Ciertamente el Ejército mexicano es uno de los pocos en América Latina que no ha caído en la tentación de dar golpes de Estado en más de medio siglo, pero sí ha sido empleado como fuerza policiaca con frecuencia.

El gobierno de López Mateos lo utilizó en varias ocasiones para sofocar las movilizaciones de petroleros, maestros y telegrafistas, pero sobre todo para aplastar al sindicato ferrocarrilero que en marzo de 1959 realizaba una huelga en los marcos de la ley.

Las autoridades sustituyeron la negociación que conduciría a la solución del conflicto por una acción represiva en todos los centros ferroviarios del país (diez mil presos en un día, decenas de procesados, miles de despedidos) pues su objetivo no era la solución del problema sino el sometimiento del sindicato al control del gobierno y su partido.

Diez años después el gobierno de Díaz Ordaz en forma violenta puso fin al movimiento estudiantil de 1968, que transcurría pacíficamente en un ambiente de búsqueda de una solución. En esa ocasión también se sustituyó al diálogo y la negociación por una violencia estatal irracional, con el resultado de decenas o cientos de muertos, de presos, procesados y sentenciados a largos años de prisión.

Aquellos conflictos eran políticos y sociales, pero el gobierno les dio una falsa solución policiaca y militar.

Hoy, de nueva cuenta, el poder político hace jugar al Ejército un papel que no le da gloria ni le corresponde legalmente.
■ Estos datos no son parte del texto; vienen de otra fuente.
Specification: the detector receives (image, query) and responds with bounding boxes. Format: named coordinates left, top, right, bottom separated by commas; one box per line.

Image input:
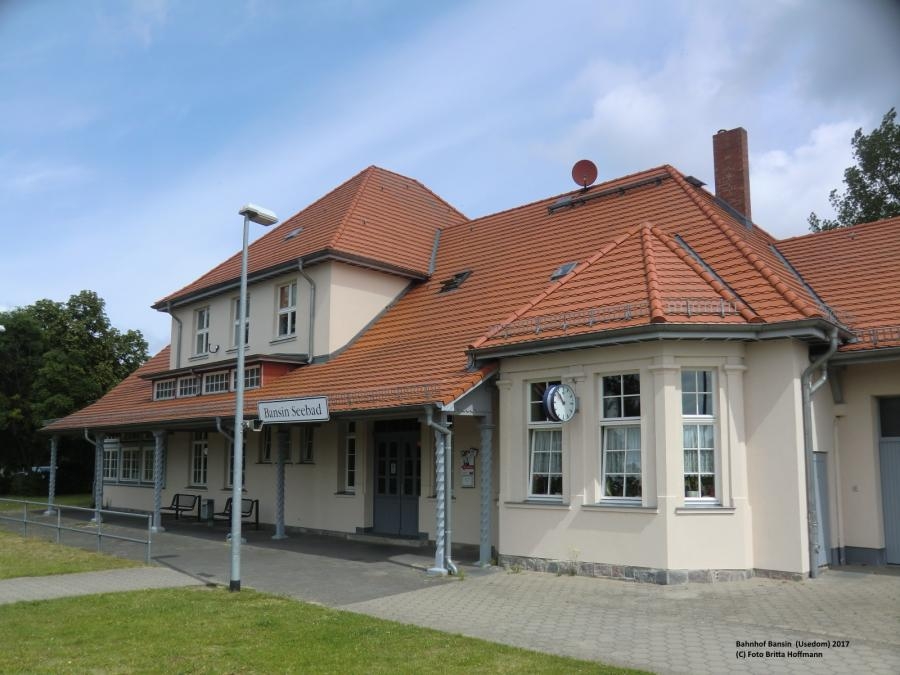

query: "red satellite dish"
left=571, top=159, right=598, bottom=188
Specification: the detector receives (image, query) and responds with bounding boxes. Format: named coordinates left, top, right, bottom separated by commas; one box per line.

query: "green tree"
left=808, top=107, right=900, bottom=232
left=0, top=291, right=148, bottom=475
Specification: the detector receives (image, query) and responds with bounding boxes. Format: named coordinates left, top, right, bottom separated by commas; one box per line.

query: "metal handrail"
left=0, top=498, right=152, bottom=564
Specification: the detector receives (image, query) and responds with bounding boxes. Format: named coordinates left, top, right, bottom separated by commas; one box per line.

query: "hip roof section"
left=154, top=166, right=467, bottom=308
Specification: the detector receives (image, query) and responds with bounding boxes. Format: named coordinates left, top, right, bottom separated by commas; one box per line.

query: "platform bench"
left=213, top=497, right=260, bottom=530
left=160, top=493, right=201, bottom=521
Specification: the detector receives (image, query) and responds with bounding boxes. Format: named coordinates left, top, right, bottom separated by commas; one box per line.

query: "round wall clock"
left=542, top=383, right=577, bottom=422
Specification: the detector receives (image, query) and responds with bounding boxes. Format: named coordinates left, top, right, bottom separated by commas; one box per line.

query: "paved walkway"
left=3, top=515, right=900, bottom=674
left=0, top=567, right=201, bottom=605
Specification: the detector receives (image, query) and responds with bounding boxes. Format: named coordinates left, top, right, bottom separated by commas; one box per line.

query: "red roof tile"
left=154, top=166, right=467, bottom=307
left=47, top=163, right=849, bottom=433
left=778, top=216, right=900, bottom=351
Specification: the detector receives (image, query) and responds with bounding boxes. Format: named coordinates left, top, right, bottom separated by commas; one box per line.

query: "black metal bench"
left=160, top=493, right=201, bottom=521
left=213, top=497, right=259, bottom=530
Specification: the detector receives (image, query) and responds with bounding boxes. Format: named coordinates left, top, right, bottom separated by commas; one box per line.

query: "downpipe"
left=801, top=328, right=839, bottom=579
left=297, top=261, right=316, bottom=363
left=425, top=407, right=458, bottom=575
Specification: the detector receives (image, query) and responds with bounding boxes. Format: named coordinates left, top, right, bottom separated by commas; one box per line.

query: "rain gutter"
left=165, top=302, right=182, bottom=368
left=297, top=261, right=316, bottom=364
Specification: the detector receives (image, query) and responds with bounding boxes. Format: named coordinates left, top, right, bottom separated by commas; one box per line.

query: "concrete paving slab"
left=0, top=567, right=202, bottom=605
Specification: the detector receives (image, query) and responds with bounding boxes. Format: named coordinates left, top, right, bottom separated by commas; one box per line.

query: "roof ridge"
left=470, top=224, right=643, bottom=348
left=649, top=225, right=762, bottom=323
left=372, top=166, right=469, bottom=224
left=640, top=224, right=666, bottom=323
left=443, top=165, right=672, bottom=233
left=666, top=165, right=820, bottom=319
left=778, top=215, right=900, bottom=244
left=330, top=166, right=377, bottom=250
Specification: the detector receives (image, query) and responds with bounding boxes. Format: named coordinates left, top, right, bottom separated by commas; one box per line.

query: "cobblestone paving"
left=341, top=568, right=900, bottom=675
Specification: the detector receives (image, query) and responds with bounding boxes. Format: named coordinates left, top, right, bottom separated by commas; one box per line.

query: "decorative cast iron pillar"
left=92, top=432, right=106, bottom=523
left=151, top=430, right=166, bottom=533
left=478, top=415, right=495, bottom=567
left=273, top=428, right=289, bottom=540
left=45, top=435, right=59, bottom=515
left=429, top=426, right=447, bottom=575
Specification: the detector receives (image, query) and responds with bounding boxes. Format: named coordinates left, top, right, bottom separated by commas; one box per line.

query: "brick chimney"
left=712, top=127, right=751, bottom=221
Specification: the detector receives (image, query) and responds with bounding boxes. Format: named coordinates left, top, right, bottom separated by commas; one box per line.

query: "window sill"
left=334, top=491, right=356, bottom=497
left=504, top=500, right=570, bottom=510
left=188, top=354, right=210, bottom=362
left=186, top=486, right=208, bottom=491
left=675, top=504, right=734, bottom=515
left=270, top=335, right=297, bottom=345
left=221, top=487, right=247, bottom=493
left=582, top=503, right=658, bottom=514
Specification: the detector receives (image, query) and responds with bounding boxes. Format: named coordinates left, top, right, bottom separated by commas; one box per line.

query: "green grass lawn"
left=0, top=530, right=140, bottom=580
left=0, top=587, right=646, bottom=674
left=0, top=493, right=93, bottom=512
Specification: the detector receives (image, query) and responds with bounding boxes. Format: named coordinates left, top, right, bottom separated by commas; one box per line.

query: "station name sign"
left=257, top=397, right=330, bottom=424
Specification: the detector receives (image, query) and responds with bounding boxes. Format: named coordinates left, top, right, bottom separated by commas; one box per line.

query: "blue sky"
left=1, top=0, right=898, bottom=353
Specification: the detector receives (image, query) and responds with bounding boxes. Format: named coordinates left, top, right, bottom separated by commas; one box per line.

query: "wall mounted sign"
left=257, top=397, right=330, bottom=424
left=461, top=447, right=478, bottom=488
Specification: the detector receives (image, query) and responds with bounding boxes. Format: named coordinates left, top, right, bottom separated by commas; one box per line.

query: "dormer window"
left=277, top=281, right=297, bottom=337
left=439, top=270, right=472, bottom=293
left=153, top=379, right=176, bottom=401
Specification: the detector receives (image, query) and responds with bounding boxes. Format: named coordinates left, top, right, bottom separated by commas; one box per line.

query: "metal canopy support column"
left=272, top=428, right=289, bottom=540
left=44, top=435, right=59, bottom=515
left=151, top=430, right=166, bottom=533
left=478, top=414, right=494, bottom=567
left=427, top=408, right=448, bottom=576
left=90, top=431, right=106, bottom=523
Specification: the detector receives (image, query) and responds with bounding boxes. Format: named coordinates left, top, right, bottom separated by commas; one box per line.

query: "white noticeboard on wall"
left=257, top=397, right=330, bottom=424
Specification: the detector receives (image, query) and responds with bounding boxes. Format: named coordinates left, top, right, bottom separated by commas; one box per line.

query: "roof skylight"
left=439, top=270, right=472, bottom=293
left=551, top=261, right=578, bottom=280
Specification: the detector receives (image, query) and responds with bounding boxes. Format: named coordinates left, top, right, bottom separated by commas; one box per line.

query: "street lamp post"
left=231, top=203, right=278, bottom=592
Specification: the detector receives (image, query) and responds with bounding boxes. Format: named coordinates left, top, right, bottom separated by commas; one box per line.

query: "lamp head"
left=239, top=203, right=278, bottom=226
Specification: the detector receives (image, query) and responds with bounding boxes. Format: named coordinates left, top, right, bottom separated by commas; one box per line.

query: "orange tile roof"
left=47, top=163, right=848, bottom=433
left=777, top=216, right=900, bottom=352
left=154, top=166, right=467, bottom=307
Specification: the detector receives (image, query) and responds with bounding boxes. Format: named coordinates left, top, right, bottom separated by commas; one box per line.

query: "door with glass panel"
left=373, top=420, right=421, bottom=537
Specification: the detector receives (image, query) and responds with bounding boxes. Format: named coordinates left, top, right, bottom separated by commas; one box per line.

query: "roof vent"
left=684, top=176, right=706, bottom=188
left=439, top=270, right=472, bottom=293
left=283, top=227, right=303, bottom=241
left=550, top=261, right=577, bottom=280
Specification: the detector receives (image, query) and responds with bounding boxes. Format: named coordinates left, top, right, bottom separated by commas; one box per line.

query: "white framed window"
left=299, top=426, right=314, bottom=463
left=178, top=376, right=199, bottom=397
left=601, top=373, right=642, bottom=500
left=142, top=447, right=155, bottom=483
left=121, top=447, right=141, bottom=482
left=682, top=369, right=717, bottom=501
left=345, top=421, right=357, bottom=493
left=203, top=371, right=229, bottom=394
left=195, top=307, right=210, bottom=355
left=103, top=438, right=120, bottom=481
left=191, top=432, right=208, bottom=487
left=227, top=438, right=246, bottom=488
left=277, top=281, right=297, bottom=337
left=528, top=380, right=563, bottom=499
left=153, top=379, right=176, bottom=401
left=231, top=366, right=261, bottom=391
left=232, top=296, right=250, bottom=347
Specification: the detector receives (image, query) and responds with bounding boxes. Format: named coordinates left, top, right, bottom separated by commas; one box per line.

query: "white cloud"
left=751, top=121, right=858, bottom=238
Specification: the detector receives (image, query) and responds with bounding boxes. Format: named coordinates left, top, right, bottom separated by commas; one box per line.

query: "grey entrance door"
left=373, top=421, right=421, bottom=537
left=879, top=397, right=900, bottom=564
left=813, top=453, right=832, bottom=567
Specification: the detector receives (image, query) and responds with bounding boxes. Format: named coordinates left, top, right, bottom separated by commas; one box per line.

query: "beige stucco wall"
left=167, top=262, right=408, bottom=370
left=833, top=360, right=900, bottom=552
left=326, top=263, right=409, bottom=353
left=744, top=339, right=808, bottom=575
left=496, top=341, right=754, bottom=572
left=102, top=416, right=495, bottom=547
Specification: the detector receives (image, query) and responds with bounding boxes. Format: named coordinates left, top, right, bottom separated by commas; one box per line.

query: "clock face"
left=543, top=384, right=577, bottom=422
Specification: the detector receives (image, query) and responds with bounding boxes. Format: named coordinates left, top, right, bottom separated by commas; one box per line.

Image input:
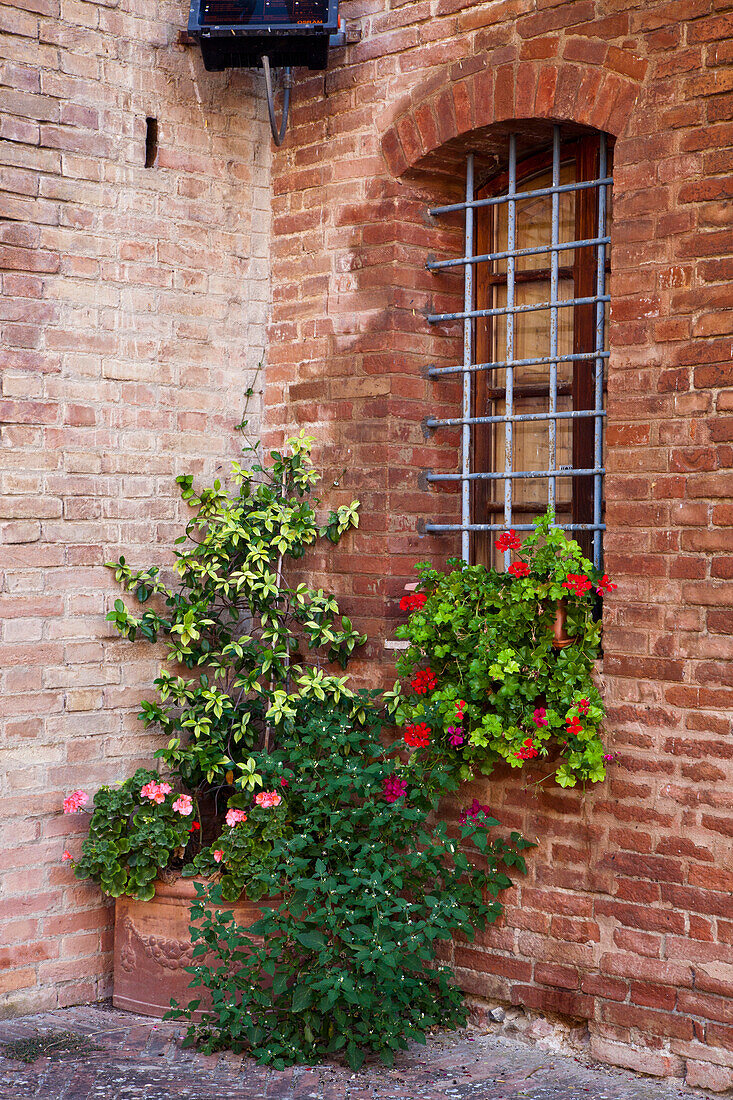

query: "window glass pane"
left=494, top=162, right=576, bottom=274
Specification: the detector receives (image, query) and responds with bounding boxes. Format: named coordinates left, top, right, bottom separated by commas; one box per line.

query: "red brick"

En el estado de Chiapas hubo un alzamiento militar del EZLN por causas después reconocidas como válidas, pero 12 días más tarde cesó la confrontación armada, se estableció una tregua que subsiste hasta nuestros días y desde marzo de 1995 el conflicto se enmarca en la Ley para el diálogo, la conciliación y la paz en Chiapas.

Los acuerdos adoptados en San Andrés Larráinzar parecían indicar que se entraba en la vía franca de la solución, pero la renuencia gubernamental a cumplirlos, su regateo a cuestiones esenciales como la autodeterminación y autonomía indígena, condujeron el problema a un callejón lleno de riesgos.

Esta conducta del gobierno es acompañada de una cada vez mayor presencia y protagonismo del Ejército en tareas que lo desprestigian.

Por lo dicho al New York Times, el Presidente se obstina en una táctica que no conduce a la solución del conflicto sino a su aplazamiento y descomposición, escenario en el cual puede ocurrir cualquier cosa, entre otras llevar al Ejército a intentar una solución militar o a mantenerse hostigando a las comunidades o dando cobertura a grupos paramilitares, como lo informa Hermann Bellinghausen en su nota de ayer sobre el cerco tendido por paramilitares sobre Acteal.

Estas circunstancias son las que tal vez llevaron al secretario de la Defensa Nacional a formular su discurso político del 9 de febrero, conciliador, del que se puede deducir la incomodidad del Ejército por realizar tareas que no lo prestigian y lo ponen en riesgo de repetir una historia semejante a la del 58 con los ferrocarrileros o el 68 en Tlatelolco.